Tag Archive | Rape

Bill Cosby: Villain or Victim? A Different Point of View

Bill Cosby


There’s a resurgence of rape allegations against Dr. Bill Cosby—complete with a new ever-growing cast of victims. As the Black community builds a cocoon of support around him, there’s a disturbing backlash against his accusers—who happen to be white women. Rape (and other forms of sexual assault) is a seriously under-reported crime in the United States. Because of that, our response to these accusations must proceed with great caution and attempts to make this a racial issue should be restrained—at least for now.

Bill Cosby is not new to allegations of sexual assault. Andrea Constand –the only woman to file formal charges—came forward in 2005 alleging a 2004 sexual assault. In support of Ms. Constand, Barbara Bowman and 13 anonymous others came forward in 2005 with reports that they too, were assaulted by the actor/comedian/author/producer/activist. Although the DA did not have enough evidence to charge him in a criminal case, Bill Cosby settled out of court with her in 2006.

It’s extremely distressing (especially in the Black community) to think that our beloved “America’s Dad” could be capable of such repeated heinous acts. As a man who has accomplished a lifetime of accolades and who has been a beacon for Blacks both on screen and off, it’s hard for us to wrap our heads around these accusations. But as a responsible societal member, we must not be quick to vilify the women who’ve come forward.

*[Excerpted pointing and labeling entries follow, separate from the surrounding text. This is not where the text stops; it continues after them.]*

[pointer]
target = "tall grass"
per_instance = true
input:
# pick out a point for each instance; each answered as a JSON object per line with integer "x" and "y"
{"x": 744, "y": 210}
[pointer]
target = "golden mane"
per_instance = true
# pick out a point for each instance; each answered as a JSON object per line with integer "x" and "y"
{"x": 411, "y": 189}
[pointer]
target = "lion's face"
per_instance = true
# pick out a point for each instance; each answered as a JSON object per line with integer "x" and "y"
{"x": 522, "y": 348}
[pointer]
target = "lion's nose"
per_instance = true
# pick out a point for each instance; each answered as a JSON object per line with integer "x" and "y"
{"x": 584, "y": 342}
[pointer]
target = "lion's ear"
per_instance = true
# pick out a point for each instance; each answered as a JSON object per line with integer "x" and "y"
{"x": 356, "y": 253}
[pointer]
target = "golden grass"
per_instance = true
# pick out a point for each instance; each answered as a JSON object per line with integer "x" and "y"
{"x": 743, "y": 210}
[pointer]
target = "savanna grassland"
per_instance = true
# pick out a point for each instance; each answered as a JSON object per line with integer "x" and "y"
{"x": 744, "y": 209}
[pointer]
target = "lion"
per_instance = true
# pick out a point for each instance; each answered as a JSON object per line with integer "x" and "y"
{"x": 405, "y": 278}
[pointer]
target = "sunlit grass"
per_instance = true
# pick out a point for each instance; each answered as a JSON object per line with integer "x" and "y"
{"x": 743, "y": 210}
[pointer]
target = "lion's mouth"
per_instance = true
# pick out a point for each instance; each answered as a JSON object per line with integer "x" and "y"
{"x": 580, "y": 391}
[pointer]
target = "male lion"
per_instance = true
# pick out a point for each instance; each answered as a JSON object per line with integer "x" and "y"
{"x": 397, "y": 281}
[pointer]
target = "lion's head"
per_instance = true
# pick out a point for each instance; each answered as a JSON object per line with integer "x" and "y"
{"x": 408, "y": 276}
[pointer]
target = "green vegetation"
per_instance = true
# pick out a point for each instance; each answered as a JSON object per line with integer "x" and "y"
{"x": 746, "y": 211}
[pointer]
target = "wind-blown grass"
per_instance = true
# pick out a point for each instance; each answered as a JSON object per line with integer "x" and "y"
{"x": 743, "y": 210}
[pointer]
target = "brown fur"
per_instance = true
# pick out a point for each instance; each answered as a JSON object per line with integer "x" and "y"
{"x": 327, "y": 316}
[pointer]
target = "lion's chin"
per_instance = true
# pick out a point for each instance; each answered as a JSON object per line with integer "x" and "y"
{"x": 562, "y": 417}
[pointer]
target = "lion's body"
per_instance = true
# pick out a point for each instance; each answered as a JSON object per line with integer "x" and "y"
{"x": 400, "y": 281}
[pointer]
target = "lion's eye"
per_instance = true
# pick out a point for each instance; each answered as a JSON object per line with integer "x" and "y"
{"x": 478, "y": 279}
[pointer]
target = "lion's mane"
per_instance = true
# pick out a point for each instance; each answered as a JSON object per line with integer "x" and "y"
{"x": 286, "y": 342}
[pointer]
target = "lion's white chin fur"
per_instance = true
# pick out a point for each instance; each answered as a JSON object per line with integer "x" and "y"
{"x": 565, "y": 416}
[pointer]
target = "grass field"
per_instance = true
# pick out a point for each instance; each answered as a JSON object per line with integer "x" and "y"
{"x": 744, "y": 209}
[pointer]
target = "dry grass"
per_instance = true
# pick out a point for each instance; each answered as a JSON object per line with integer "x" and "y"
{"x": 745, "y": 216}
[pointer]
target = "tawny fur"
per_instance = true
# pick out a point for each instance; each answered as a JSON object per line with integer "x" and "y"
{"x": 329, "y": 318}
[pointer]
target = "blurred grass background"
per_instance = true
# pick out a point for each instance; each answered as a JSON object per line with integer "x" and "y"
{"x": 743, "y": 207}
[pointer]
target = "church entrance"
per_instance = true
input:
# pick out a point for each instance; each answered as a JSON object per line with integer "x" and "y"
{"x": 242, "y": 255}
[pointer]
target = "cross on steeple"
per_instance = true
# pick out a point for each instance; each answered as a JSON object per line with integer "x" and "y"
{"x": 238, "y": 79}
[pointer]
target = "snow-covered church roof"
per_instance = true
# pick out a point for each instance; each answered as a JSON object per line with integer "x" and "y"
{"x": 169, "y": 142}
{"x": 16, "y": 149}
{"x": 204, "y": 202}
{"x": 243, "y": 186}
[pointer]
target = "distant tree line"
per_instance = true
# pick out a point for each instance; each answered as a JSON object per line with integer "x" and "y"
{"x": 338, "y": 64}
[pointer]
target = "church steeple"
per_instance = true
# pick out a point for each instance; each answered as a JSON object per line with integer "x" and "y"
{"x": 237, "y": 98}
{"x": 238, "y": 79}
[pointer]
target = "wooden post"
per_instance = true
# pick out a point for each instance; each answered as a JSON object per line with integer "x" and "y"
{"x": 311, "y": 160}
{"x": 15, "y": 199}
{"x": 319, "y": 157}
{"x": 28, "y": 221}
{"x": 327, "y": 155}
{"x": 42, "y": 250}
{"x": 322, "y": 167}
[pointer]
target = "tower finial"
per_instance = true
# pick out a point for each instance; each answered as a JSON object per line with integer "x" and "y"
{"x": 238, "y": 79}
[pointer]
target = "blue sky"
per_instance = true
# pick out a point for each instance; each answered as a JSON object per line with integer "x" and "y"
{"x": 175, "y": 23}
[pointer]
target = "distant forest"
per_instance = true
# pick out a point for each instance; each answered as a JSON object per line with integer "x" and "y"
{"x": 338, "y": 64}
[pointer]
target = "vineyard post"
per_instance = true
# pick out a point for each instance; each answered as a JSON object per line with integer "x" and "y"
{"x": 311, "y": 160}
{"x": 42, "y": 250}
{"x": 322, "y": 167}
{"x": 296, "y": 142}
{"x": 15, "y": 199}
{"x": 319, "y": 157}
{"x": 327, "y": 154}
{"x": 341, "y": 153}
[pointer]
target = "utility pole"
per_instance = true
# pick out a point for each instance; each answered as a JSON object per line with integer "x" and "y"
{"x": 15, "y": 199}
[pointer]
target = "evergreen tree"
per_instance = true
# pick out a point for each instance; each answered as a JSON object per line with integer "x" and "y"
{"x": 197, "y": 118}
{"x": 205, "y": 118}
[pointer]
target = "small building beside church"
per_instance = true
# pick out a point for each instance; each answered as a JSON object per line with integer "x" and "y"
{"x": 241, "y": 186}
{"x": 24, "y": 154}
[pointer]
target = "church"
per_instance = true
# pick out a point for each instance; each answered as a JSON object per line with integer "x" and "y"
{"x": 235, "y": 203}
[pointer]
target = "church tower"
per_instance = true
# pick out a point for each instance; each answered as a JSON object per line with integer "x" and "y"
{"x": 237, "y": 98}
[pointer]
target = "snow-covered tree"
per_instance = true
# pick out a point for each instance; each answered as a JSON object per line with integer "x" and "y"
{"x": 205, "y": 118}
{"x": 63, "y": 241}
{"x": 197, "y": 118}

I watched Don Lemon interview one of Cosby’s accuser’s, Joan Tarshis, on CNN (via YouTube) the other day. When asked why she did not come forward after the alleged assaults, she said: “Who’s going to believe me? Bill Cosby, the All American Dad, the All American Husband, Mr. Jell-O that everybody loves…who would believe me?” One YouTube commentator correctly noted that he didn’t do the Jell-O ads until 1974 and the Cosby show even later than that—in 1984. But this isn’t a chronological memory. This is an all-encompassing image of Bill Cosby that perhaps she, over the course of many years, struggled with while dealing with what allegedly happened to her. Put into perspective, there was a six-year passage of time between the supposed assault and his first Jell-O commercial. During this period, “Hey, Hey, Hey…It’s Fat Albert” ran as a primetime special (in 1969, the year of the alleged assault) and, later in 1972, “Fat Albert and the Cosby Kids” was becoming one of the best cartoons of the 70s. Cosby’s star was continually on the rise. One can’t help but wonder how many times over that 6-year period she wanted to say something to her own mother– who was crazy about this man. Sexual assault is not a cut and dry crime. Nor is the way victims respond to it.

According to the Rape Abuse Incest National Network (RAINN), 60% of all rapes are NOT reported. Even more distressing 97% of abusers never see the inside of a prison. Deep shame and embarrassment are among reasons victims do not come forward. Some are so traumatized they bury the assault for years until something triggers flashbacks. Others, as in the case of Dr. Cosby’s accusers, are victims of people in power (whether perceived or real). It is not uncommon for people to come forward 10, 20, or 30 years after an assault.

It’s an insult and a disservice to victims everywhere when we insult and bully them in the media or any forum. There may very well be recent victims who are now terrified to come forward. Fifteen plus women alleging sexual assault can no longer be ignored. This is an unfortunate “lose-lose” situation for all involved and has already become a hot Black/White issue on social media.

He’s not the only TV dad to disappoint us. Actor Stephen Collins of 7th Heaven confessed to being a child molester to his wife—who recorded and released the confession to the media. Collins, a white, actor is also being destroyed in the media (rightly so since he verbally confessed!). Now some will say that there’s a clear difference between the two however, sexual abuse is still a forceful criminal act—both disgusting and disturbing. Collins admitted his crime verbally whereas Cosby could very well have admitted it by settling out of court with Ms. Constand.

Sexual predators have a type. For Collins it’s children. Perhaps for Cosby, it’s young and impressionable white women. Money is power and money talks and let’s face it, Bill Cosby has plenty of both. Remember the accusations lobbied against priests in the Catholic churches? Grown men in their 30s and 40s were among those who came forward to speak out about their sexual abusers. Their allegations were also well beyond the legal statutes of limitations. Are their claims less valid because they didn’t come forward immediately?

There are facts that cannot be disputed at this point. He paid Shawn Upshaw $100,000 to keep her quiet about an affair they had in the 70s. He settled a sexual abuse lawsuit with Andrea Constand. It begs the question “How many silences has he bought to protect his image?” Everyone has secrets and this man is no exception.

Is this a modern-day ‘lynching’ of Bill Cosby? I hope not. Has my opinion of him changed? I can’t look at him and not wonder. Before we give in to our urgent desire to defend Bill Cosby, my position is that we wait and see how the rest of this story unfolds before we yell racism. Why? Because there are thousands of unreported and late reported rapes every year and when these men, women, and children step forward, someone has to believe them.